SpaceX Starlink satellites

I just saw the coolest thing….

I read online today that SpaceX launched their first group of 60 Starlink satellites 4 days ago.  Although they will spread out over time they initially crossed the sky in a line, very close together.  This was how they looked the day after being launched:


(Photo credit: SatTrackCam Leiden)

The satellites were launched 4 days ago (May 23) and passed over Durham last night (May 26) at 1030pm.  I didn’t know about it until today but they crossed overhead again at about 925pm local time tonight (May 27).  The sky had been clear but cloud cover was starting to move in.  I went outside with my binoculars and finally spotted at least three which were clearly moving in a line together almost directly overhead.  They each “flashed” at least once which tells me they must be positioned in a manner which causes them to reflect the sun’s rays more intensely depending on their angle.

I will have to find out the next time they plan a launch and keep my fingers crossed that I might be in the right place to see them while they are grouped more tightly.  If I can find a link to determine when you can see them at your location I will add it to this post.  I know I found one once before but don’t know if it will be up to date for such a current launch, or if it is designed to track a group (the article I read called it a “flock”) of satellites since they will spread out after a few days.
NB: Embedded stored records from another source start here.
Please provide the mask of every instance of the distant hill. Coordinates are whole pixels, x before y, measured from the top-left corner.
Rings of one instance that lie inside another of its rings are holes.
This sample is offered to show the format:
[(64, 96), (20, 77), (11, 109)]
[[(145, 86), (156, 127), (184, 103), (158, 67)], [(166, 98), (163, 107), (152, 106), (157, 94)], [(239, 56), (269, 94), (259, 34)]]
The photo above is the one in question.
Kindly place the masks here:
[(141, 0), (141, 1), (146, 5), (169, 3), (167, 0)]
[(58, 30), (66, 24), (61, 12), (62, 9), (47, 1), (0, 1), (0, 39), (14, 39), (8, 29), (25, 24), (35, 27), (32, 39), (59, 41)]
It was fun to see at least a small group of satellites traveling together.  I believe they go over Durham again early in the morning either Wednesday or Thursday so I may try to get a brief glimpse again, although by then they may be so far apart it won’t be obvious that they are traveling together.

Looks like the website is and the Starlink Group is Object Catalog #74001.

Tuesday morning update – There was a short viewing opportunity at 531am.  The satellites were to pass from the NW horizon, low in the sky, to the SSE horizon.  The sky in the east was getting light (sunrise approaching) but the western horizon was still fairly dark and I could see a planet and maybe 3 bright stars.  The only thing I saw with the naked eye was one bright flash like I had seen Monday night.  Internet pictures show that these satellites have a long solar panel emanating from the main body.  The flash was very bright, not like an aircraft beacon but more like someone reflecting a bright light source with a mirror, which is essentially what is happening with a solar panel and the sun.  I’ve seen the ISS pass overhead many times but it creates a large, steady light source since it is so big and a flash from it probably wouldn’t be as noticeable.

I will have better viewing opportunities Wednesday at 450am and Thursday at 408am, both of which will cross higher in the sky and appear for a longer period of time.  Fingers crossed that I wake up in time and that skies remain clear!

Wednesday morning update – Good news and bad news.  The good news is the conditions were perfect.  I got out early to let my eyes adjust to the area I’d be watching (the northwest horizon, bordered by the setting Big Dipper constellation to my right and a bright planet to my left) and I have a perfect spot behind my apartment where the two street lights on either side of me were blocked by trees and the direction I was looking is a big open field.  The bad news – I saw exactly one.  I was more patient this time and watched the area for about 20 minutes.  Evidently if I had done that Monday night I might have seen more than three because some people are posting that they’ve seen a small group followed by a larger group.  It is now 6 days after launch and they are presumably getting spread further apart (and are raising their orbit further away from Earth).  The three I saw on Monday covered an area about as long as my hand held at arms length.  I didn’t see this object “flash” (astronomers apparently call it a “flare”) but I am confident I was seeing the right thing.  I did continue to scan the sky in case what I saw was a different satellite.

I have at least one more opportunity, tomorrow morning at 408am.  The sky will stay darker longer and I’m going to be looking at the same area.  I believe they will be passing a little higher in the sky so that may help me spot others.

Thursday morning update – About the same result as Wednesday… I spotted one shortly after the appointed time, slightly right from where I had seen in the night before, rising between the outermost and middle of the three stars which comprise the handle of the Big Dipper constellation (which was setting slowly on the horizon).  When I first saw it it was about as bright as those two stars and was on a trajectory which would take it almost directly overhead.  This time I noticed that it got dimmer as it approached the highest point in the sky and then almost completely faded from view (the sun would be rising over my right shoulder so as it started passing between me and the sun the reflection of the sun’s rays wouldn’t be nearly as bright). Again this time there was no flash or flare.  I continued scanning the sky between and above those two stars but never saw any more movement, nor did I see any flashes.  I waited almost a full hour, then gave up.

I am going to see if I can sign up for an alert when the next batch of satellites will be launched in the hope of seeing them the first few nights when they are grouped closest together.  Elon Musk (SpaceX) plans to launch over 12,000 of these satellites over the next ten years, apparently for high-speed internet communications.  The ability to see future satellites in orbit may be reduced as he is already getting flak from astronomers for polluting the sky with so many objects and may alter the material on their exterior to reduce their reflectivity.